Neuro-symbolic AI takes a different route: it feeds domain knowledge, such as business rules, service-level agreements, regulations, and clinical guidelines, directly into the learning process. This talk shows what that delivers on real enterprise event logs, from loan applications to hospital intensive care. Injecting rules produces significant accuracy gains precisely where historical data is too sparse to teach them, and keeps predictions compliant even when the training data barely reflects the rules.
Gyunam Park - TU/e
Gyunam Park is an assistant professor in the Process Analytics Cluster, Department of Mathematics and Computer Science, at Eindhoven University of Technology.

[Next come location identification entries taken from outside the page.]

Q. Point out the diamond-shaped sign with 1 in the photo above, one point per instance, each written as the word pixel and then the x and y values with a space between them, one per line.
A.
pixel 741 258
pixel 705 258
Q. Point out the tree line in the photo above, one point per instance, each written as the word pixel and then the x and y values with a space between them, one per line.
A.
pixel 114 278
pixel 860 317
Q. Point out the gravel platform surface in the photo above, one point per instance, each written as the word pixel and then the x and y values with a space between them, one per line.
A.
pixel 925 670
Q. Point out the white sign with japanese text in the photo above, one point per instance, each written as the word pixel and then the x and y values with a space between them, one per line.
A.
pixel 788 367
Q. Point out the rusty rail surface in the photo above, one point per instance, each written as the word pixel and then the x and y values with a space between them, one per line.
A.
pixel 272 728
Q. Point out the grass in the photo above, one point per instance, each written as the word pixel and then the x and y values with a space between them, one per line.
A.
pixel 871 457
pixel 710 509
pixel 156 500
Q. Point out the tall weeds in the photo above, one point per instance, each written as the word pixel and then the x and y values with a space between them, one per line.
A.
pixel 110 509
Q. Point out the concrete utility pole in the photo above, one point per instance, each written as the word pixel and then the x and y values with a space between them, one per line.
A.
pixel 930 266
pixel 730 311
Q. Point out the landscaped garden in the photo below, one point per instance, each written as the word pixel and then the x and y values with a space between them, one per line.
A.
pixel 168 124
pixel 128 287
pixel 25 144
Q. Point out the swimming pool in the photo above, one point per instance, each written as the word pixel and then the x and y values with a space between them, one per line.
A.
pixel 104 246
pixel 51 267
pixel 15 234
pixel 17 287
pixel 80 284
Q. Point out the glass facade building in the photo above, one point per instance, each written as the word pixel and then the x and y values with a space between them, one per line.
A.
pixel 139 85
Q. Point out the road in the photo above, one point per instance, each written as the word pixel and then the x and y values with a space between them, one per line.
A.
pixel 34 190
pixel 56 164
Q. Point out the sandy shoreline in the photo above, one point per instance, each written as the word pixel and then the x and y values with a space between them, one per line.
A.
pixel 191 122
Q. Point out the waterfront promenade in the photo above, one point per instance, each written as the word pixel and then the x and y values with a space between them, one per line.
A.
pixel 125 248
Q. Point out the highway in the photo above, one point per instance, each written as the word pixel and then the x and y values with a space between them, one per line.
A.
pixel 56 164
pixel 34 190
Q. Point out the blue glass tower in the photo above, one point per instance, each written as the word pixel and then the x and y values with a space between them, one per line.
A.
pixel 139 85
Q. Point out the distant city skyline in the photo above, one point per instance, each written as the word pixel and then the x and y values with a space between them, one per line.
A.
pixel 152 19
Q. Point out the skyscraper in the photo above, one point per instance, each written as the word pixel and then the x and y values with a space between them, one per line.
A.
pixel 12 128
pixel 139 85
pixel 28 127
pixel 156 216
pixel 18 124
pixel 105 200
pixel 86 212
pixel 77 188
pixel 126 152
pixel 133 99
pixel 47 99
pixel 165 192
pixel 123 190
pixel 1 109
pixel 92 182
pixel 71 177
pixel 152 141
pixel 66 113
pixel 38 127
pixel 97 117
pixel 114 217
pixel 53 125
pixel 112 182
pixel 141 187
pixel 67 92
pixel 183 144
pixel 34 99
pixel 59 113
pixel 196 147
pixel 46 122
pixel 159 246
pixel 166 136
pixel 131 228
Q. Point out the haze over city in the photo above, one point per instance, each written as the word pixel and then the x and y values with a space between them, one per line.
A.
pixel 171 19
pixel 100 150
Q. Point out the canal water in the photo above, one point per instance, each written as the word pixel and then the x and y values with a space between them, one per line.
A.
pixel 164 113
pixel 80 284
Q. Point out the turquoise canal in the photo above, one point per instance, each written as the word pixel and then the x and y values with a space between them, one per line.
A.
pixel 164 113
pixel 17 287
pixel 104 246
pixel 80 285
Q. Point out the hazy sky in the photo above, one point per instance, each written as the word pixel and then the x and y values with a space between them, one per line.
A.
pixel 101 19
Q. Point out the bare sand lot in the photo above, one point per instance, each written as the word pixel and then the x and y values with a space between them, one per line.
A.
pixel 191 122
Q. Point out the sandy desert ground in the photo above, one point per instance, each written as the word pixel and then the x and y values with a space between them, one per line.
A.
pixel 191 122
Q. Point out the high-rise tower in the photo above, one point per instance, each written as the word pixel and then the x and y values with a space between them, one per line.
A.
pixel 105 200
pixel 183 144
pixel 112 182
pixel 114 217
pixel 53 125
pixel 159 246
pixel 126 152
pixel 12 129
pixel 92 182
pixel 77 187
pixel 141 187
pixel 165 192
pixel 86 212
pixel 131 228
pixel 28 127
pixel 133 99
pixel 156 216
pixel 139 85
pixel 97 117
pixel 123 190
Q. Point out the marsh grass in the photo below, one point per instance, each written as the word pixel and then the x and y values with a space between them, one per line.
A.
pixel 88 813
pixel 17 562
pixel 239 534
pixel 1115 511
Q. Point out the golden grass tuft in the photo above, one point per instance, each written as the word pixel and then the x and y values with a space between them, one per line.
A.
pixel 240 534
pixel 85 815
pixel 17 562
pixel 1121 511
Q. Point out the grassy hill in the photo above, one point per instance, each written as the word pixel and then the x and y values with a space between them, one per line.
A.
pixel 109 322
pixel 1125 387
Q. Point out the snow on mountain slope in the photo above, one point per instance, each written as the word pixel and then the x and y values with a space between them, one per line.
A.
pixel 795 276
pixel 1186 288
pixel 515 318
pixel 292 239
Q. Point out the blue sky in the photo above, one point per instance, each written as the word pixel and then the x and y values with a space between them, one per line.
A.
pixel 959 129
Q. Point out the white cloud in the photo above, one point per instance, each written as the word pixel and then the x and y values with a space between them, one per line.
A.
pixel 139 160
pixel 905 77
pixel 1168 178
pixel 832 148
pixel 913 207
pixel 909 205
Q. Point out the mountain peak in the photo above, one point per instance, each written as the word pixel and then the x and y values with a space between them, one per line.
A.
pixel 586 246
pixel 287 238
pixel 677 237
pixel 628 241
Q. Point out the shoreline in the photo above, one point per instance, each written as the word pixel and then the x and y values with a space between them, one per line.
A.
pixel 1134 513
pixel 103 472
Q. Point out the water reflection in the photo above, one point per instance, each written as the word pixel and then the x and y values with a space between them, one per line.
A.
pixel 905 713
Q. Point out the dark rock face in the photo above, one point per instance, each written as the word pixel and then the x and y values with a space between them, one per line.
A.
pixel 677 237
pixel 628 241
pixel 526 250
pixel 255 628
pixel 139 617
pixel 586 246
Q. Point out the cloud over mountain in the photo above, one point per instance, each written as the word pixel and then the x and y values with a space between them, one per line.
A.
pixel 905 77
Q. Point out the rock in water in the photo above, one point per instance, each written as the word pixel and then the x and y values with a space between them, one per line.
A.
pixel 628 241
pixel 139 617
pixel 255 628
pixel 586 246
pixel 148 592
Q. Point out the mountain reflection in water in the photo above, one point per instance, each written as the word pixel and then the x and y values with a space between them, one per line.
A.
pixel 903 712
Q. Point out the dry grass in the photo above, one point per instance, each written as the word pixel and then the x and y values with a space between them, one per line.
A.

His work centers on fair, compliant, and transparent solutions to process-related problems. His research runs along two lines: designing process mining methods that give stakeholders full transparency over their processes and help them pinpoint critical failures, and developing responsible machine learning methods that turn that insight into trustworthy solutions.
The neuro-symbolic approaches in this talk sit at the meeting point of the two, bringing compliance and explainability to predictions on real business processes.

Sandra Lucas
Associate Professor at Eindhoven University of Technology
Department of Built Environment
Sandra Lucas - TU/e
Sandra Lucas obtained a BEng in ceramic and glass engineering, an MSc in environmental management and materials and, in 2011, a PhD in Civil Engineering from the University of Aveiro (Portugal).
She then became a Marie Curie Postdoctoral researcher at the Fraunhofer Institute UMSICHT (Oberhausen, Germany) for the SHeMat project. As part of this project, she was a visiting researcher at EPSI ParisTech (Paris, France) and Delft University of Technology (The Netherlands).
In 2014, she joined the University of Greenwich (London, UK) as a senior lecturer in construction materials and sustainability. In 2018, Sandra Lucas joined the research group Concrete Structures at the Department of the Built Environment of Eindhoven University of Technology (TU/e, the Netherlands).